Plaisir ou peine, mais à bon escient. La démonstration n’est pas physiologique comme chez Platon, avec
les plaisirs purs de douleur. Ce qui permet de juger le plaisir et la peine, c’est la question de la vertu, il
y a une symétrie entre plaisir et douleur. On peut s’habituer à certaines douleurs, des moments où on doit
surmonter des désagréments, parce que les douleurs permettent d’apprendre à faire des actions qui sont
supérieurs. Sans être masochiste, on peut prendre du plaisir à des actions qui impliquent en elles un certain
nombre de douleurs. On ne peut pas s’abstenir de tout plaisir/de toute douleur, les deux sont liées à un
certain rapport à l’action.
Un troisième argument lié à la question du châtiment. La question est de savoir dans quelle mesure les
actions sont liées au plaisir et à la peine, et il s’agit de voir comment on peut s’éduquer au plaisir. Il y a
un lien entre la vertu et l’action, et un lien entre le plaisir et le chagrin. La question est de savoir comment
on utilise plaisir et peine dans l’éducation, et la réponse c’est de montrer qu’on peut apprendre à être
vertueux. L’habitude à la vertu ne dépend pas simplement de la décision morale. Les bonnes résolutions
n’ont pas complétement de sens en soi, ce sont des positions de la raison qui, si elles ne s’accompagnent
pas d’un apprentissage graduel, sont vaines. Aristote amende le schéma intellectualiste platonicien,
l’habitude supplée la raison pour déterminer ce qui est bon. Dans l’éducation, il suffit alors de faire en
sorte que l’agent prenne plaisir à faire une action vertueuse. L’argument d’Aristote va passer par la
situation contraire, par l’exemple du châtiment : ce qu’il montre c’est que, de la même façon que le plaisir
encourage l’action, la douleur décourage l’action. Si on institue des châtiments pour la mauvaise action,
c’est qu’ils auront tellement associé mauvaise action et douleur qu’ils ne la feront plus. Un schéma
quasiment factuel chez Aristote.

Remarque : dans le Gorgias, il y a toute une théorie du châtiment comme correction : le châtiment
est une façon de redresser l’âme pour qu’elle redevienne droite. Socrate montre que c’est dans
l’intérêt de l’âme des personnes qui ont mal agit qu’on peut les condamner à mort

Le dernier paragraphe.

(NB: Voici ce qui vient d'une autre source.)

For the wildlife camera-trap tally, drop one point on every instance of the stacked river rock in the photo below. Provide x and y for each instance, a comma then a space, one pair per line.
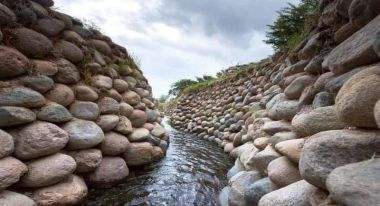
73, 112
303, 126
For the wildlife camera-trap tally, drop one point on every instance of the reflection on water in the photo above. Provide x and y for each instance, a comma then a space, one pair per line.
192, 173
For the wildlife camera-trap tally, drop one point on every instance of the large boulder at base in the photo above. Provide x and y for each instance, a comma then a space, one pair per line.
9, 198
256, 191
48, 170
68, 192
356, 184
87, 160
283, 172
53, 112
85, 110
13, 63
11, 169
354, 51
114, 144
297, 193
112, 170
321, 119
83, 134
31, 43
325, 151
38, 139
61, 94
20, 97
291, 149
239, 185
6, 144
12, 116
357, 98
124, 126
138, 153
67, 72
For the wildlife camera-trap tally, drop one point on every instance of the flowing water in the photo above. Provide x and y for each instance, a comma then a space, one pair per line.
192, 173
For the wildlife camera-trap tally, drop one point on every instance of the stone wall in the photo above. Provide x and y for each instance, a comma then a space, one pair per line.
75, 111
303, 126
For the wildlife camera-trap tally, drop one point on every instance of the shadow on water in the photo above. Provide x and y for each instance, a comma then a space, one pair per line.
192, 173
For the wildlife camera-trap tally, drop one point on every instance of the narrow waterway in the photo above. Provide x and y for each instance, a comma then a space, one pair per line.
192, 173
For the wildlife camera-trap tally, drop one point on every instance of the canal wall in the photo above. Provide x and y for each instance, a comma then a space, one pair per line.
75, 109
302, 125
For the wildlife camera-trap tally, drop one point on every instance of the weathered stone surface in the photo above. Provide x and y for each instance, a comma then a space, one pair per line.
297, 193
111, 170
355, 51
61, 94
85, 110
138, 118
87, 160
124, 126
68, 192
6, 144
114, 144
10, 198
11, 169
283, 172
31, 43
138, 153
108, 105
40, 83
85, 93
20, 97
83, 134
139, 135
53, 112
356, 184
69, 51
13, 63
357, 98
239, 185
12, 116
291, 149
49, 26
321, 119
325, 151
48, 170
67, 72
38, 139
274, 127
107, 122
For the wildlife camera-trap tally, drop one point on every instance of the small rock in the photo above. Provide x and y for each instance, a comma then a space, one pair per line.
12, 116
61, 94
68, 192
112, 170
53, 112
114, 144
11, 169
48, 170
21, 97
83, 134
356, 184
85, 110
87, 160
38, 139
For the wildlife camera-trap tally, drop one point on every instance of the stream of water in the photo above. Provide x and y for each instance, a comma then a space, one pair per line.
192, 173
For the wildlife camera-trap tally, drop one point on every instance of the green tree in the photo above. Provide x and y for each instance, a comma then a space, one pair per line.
292, 24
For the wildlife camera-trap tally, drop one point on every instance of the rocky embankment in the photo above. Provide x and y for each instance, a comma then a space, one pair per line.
75, 111
303, 126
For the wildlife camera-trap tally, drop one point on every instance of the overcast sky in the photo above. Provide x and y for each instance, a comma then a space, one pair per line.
177, 39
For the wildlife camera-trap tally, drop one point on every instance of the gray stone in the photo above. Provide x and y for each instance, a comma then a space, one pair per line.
21, 97
83, 134
12, 116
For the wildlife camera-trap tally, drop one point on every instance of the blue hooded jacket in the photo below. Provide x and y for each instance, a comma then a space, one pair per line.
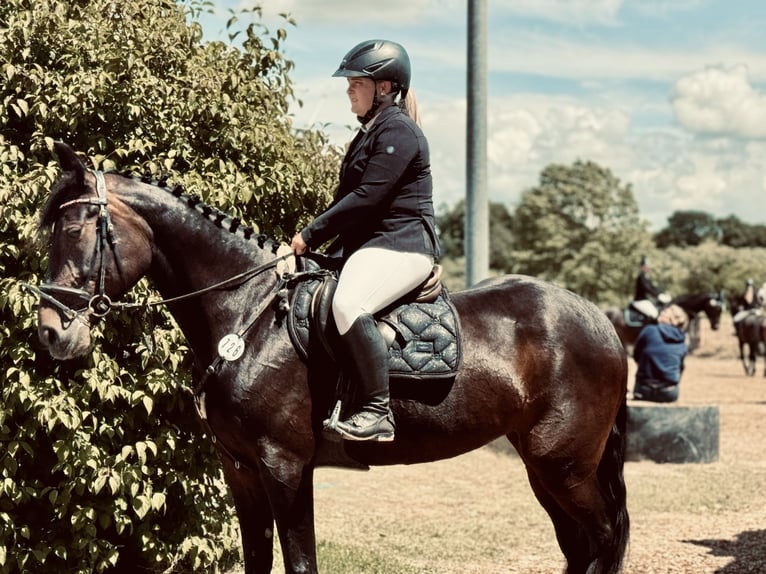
660, 351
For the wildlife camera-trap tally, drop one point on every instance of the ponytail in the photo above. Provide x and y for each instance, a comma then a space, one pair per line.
409, 104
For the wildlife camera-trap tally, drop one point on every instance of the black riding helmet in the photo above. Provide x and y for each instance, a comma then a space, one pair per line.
378, 60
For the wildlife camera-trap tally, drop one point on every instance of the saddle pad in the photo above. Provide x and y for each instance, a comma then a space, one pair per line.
427, 342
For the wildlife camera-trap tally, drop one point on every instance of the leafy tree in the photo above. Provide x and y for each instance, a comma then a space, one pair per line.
103, 466
580, 227
451, 225
688, 228
737, 233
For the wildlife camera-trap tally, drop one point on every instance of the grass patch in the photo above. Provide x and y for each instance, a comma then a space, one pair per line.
350, 559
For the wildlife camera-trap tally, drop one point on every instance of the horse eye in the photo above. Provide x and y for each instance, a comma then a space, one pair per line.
73, 230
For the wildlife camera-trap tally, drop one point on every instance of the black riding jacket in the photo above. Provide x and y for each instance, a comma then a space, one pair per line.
384, 198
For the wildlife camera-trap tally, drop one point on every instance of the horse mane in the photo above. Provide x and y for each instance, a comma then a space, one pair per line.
67, 188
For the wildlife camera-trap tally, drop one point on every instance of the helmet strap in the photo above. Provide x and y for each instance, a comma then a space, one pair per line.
377, 102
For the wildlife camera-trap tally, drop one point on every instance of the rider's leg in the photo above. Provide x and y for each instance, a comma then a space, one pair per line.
372, 279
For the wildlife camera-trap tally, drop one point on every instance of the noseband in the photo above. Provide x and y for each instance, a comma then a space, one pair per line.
97, 304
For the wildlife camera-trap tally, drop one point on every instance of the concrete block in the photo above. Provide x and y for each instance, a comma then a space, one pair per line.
672, 433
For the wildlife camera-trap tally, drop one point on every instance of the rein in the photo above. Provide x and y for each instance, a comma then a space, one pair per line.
99, 304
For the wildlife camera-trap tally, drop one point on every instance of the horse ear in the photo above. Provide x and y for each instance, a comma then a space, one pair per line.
68, 158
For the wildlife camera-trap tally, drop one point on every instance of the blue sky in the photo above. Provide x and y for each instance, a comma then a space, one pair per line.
670, 95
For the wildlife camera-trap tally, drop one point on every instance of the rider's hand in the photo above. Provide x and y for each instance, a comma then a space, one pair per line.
298, 245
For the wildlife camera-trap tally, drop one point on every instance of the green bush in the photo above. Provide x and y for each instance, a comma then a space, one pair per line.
103, 464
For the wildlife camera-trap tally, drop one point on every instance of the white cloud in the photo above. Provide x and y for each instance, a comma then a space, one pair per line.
343, 11
720, 100
567, 11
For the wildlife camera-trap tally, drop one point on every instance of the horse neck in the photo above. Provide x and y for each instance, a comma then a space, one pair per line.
194, 247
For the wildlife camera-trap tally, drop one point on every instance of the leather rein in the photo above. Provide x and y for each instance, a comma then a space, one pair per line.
98, 304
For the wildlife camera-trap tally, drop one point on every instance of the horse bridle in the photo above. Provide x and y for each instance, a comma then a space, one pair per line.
98, 304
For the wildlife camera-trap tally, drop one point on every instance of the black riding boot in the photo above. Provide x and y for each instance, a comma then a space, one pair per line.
369, 358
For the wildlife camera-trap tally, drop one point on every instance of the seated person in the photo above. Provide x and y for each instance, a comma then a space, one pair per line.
660, 351
647, 294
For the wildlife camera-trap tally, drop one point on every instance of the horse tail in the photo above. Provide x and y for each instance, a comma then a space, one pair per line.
612, 481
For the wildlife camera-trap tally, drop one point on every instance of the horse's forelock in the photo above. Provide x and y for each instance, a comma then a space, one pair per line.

Aristote veut corriger une opinion philosophique fausse : il critique une morale
anti-hédoniste, une morale des dégoûtés du plaisir. Contre ceux qui pensent le bonheur comme une
absence de douleur. Cette morale repose sur une confusion entre le fait que d’un côté le plaisir puisse
accompagner de mauvaises actions, voir qu’il puisse être la raison de mauvaises actions. L’intempérant
est celui qui croit que le plaisir est le souverain bien. Certains philosophes vont instituer que le plaisir et
le chagrin sont mauvais en soi. Aristote fait deux choses : d’abord il va concéder que plaisir et chagrins
peuvent rendre mauvais quand on agit uniquement pour éviter la douleur ou pour le plaisir. On n’est pas
altruiste, on fait tout pour calculer son propre plaisir. Quand on prend le plaisir ou la douleur comme
souverain bien, on peut devenir mauvais. La règle de l’anti-hédoniste est trop générale : ce n’est pas
parce que l’hédoniste transforme le plaisir en bien et nous rend mauvais, que tous les plaisirs et toutes
les douleurs sont mauvaises, une sorte de relativisme du plaisir et de la douleur. Le jugement moral que
l’on fait sur un plaisir ou sur une douleur est relative à des circonstances. La conséquence de ce mauvais
raisonnement, c’est de dire que la vertu devrait être impassibilité ou insensibilité, c’est-à-dire indifférence
totale à la question du plaisir et de la peine (il pourrait viser Antisthène). Pour Aristote, la vertu n’est pas
définie en termes d’impassibilité ou d’indifférence totale, la vertu suppose le plaisir pour qu’il y ait
apprentissage.

Page 55 sur 59
Dans la phrase suivante, il rappelle que la vertu est un état, on a des choses à faire qui sont liées à un
certain nombre de plaisirs et de douleurs, la vertu est ce qui nous fait agir sans considérer d’abord la
question du plaisir et de la douleur. Agir vertueusement, c’est agir sans prendre en compte le plaisir et
la douleur, mais ça n’empêche pas que de manière secondaire il faille apprendre à avoir du plaisir à
cette action. L’homme honnête n’agit pas en fonction de son propre plaisir et de son propre bonheur, mais
l’homme honnête est celui qui prend plaisir à l’action honnête.
Question : sur les manières de mal se comporter : la question est de savoir dan quelle mesure on peut
avoir des jugements moraux absolus ou relatifs. En fonction des situations, c’est la raison qui détermine
ce que c’est que de bien se comporter ou que de mal se comporter. Le critère, ce n’est pas le plaisir ou
la douleur, mais le rapport à la vertu en général. Le rapport au plaisir n’est pas un critère suffisant pour
déterminer ce qui est bon et ce qui ne l’est pas. La raison établit une sorte de casuistique. Il faut voir ce
qui, dans une situation, fait que c’est bien d’agir d’une telle manière.
Pathè : le fait de subir quelque chose, en fait le plaisir comme la douleur sont comprises dans ce terme.
L’affection, on la ressent, mais c’est à partir d’elle qu’on peut interagir, prendre des décisions ou pas. Si
on souffre, notre décision est différente de si on ne souffre pas.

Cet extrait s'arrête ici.